TLDR :
Cryptocurrencies are currently weapons of mass enfeeblement, implicitly allowed by states, in a passive strategy of mutually assured vulnerability. There WILL be a time in the future when international treaties are signed regarding the use of cryptocurrencies, but I think it has not yet happened in a very structured way yet.
Implicitly, nationstates condone NGO-cryptocurrencies, simply by not making non-state currency issuers illegal. Part of this is basic international political economy ... each state has an incentive to destabilise every other state's currency. In short, cryptocurrencies run by NGOs are a hedge against international tensions ... the need to hedge against this goes away when you reach Star Trek-level one-world-order.
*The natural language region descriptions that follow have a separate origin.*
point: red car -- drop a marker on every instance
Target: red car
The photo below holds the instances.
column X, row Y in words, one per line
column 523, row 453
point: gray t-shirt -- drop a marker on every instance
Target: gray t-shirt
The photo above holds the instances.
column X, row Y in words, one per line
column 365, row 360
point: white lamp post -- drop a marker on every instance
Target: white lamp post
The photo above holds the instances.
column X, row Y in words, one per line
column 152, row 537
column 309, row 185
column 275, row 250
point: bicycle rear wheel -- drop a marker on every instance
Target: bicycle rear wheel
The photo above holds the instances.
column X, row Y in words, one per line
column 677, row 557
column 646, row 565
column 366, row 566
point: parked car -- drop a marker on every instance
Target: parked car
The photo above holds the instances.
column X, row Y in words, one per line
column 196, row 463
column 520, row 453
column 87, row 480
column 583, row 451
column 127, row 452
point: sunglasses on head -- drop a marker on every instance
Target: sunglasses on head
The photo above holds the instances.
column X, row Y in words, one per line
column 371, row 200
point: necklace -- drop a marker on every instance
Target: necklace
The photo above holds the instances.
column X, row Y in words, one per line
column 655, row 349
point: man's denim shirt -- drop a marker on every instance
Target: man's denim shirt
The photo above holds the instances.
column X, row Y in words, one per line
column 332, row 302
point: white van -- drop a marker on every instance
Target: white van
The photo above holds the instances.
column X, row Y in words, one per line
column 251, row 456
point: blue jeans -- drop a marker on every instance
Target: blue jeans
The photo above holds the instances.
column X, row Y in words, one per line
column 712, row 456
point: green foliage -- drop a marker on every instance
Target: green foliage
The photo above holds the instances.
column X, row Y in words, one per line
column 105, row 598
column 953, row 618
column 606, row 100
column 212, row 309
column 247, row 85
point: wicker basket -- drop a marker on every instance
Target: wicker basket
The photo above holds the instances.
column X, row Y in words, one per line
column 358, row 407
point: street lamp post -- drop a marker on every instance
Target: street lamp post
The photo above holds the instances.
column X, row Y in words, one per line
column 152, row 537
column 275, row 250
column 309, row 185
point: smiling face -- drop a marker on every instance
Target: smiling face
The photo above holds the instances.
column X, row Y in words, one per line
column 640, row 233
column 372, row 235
Not too soon. :)
- Type 1 : money-supply hedges ( behaves like gold )
- Type 2 : technology infrastructure ( behaves like tech companies )
- Type 3 : voting infrastructure ( behaves like vote buying )
How to value cryptocurrencies :
It might come as a small surprise that there are frameworks for valuing crypto. It's generally well-documented, about how nationstate currencies are first exchanged for cryptocurrencies, and the how they are subsequently governed. It's only as arcane ( arguably less arcane ) than figuring out how much any nationstate currency is worth on any day. I avoid using the popular term 'fiat' as both are fiat in my view.
Yes, basically its down to guns/germs/steel. Taxes denominated in fiat are meaningless. Cryptocurrencies are basically international NGOs with their own private currency and central bank.
- 1. The demand for cryptocurrencies comes from the fact that the governance of money supply is transparent, and in some cases capped. This is less true of nationstate fiat and guns/germs/steel, therefore the cryptocurrency asset class exists as a hedge against nationstate fiat. Above refers to the low-tech cryptocurrencies which behave like commodities.
- 2. The high-er-tech cryptocurrencies function to implement governance over guns/germs/steel entities ... and these are basically seeking to displace existing nationstate mechanisms for the governance of physical objects and physical trade. Basically it's a power grab, instead of letting say China and the US govern a business transaction involving 1 MM USD, 1 ton of bricks, and 1 ton of fish, the governance layer is moved to an "NGO" and implemented on a blockchain protocol.
- 3. Finally, some cryptocurrencies are actually involved in voting power over money supply, and the governance protocols, for example. So that creates a more nuanced model of demand.
To recap, let's qualify fiat as being of two varieties, statefiat and non-statefiat. State/non-state is an orthogonal dimension to crypto/non-crypto.
- Statefiat : traditionally non-crypto : will inevitably include more crypto implementations. Popular hashtag hashtag #cbdc, whereas the "d" may or may not be implemented using cryptocurrency - there are various use-cases for not/doing so.
- Non-statefiat : has always existed as non-crypto, but was harder to govern, so crypto technology basically enabled non-statefiat to be taken more seriously. This is/was the current/initial main motivation for cryptocurrencies. The arguments about whether non-state organisations should be take seriously is not new. Is the Catholic Church more powerful, or is China? Is Islam more powerful, or is Singapore?
The dichotomy decays slightly for geopolitical reasons. When every state wants their own statefiat to be the fiat franca, then every state has a non-zero motivation to destabilise every other state's statefiat. This is why states did/have not simply banned cryptocurrencies across the board.
It is a very simple international political economic / IPE situation.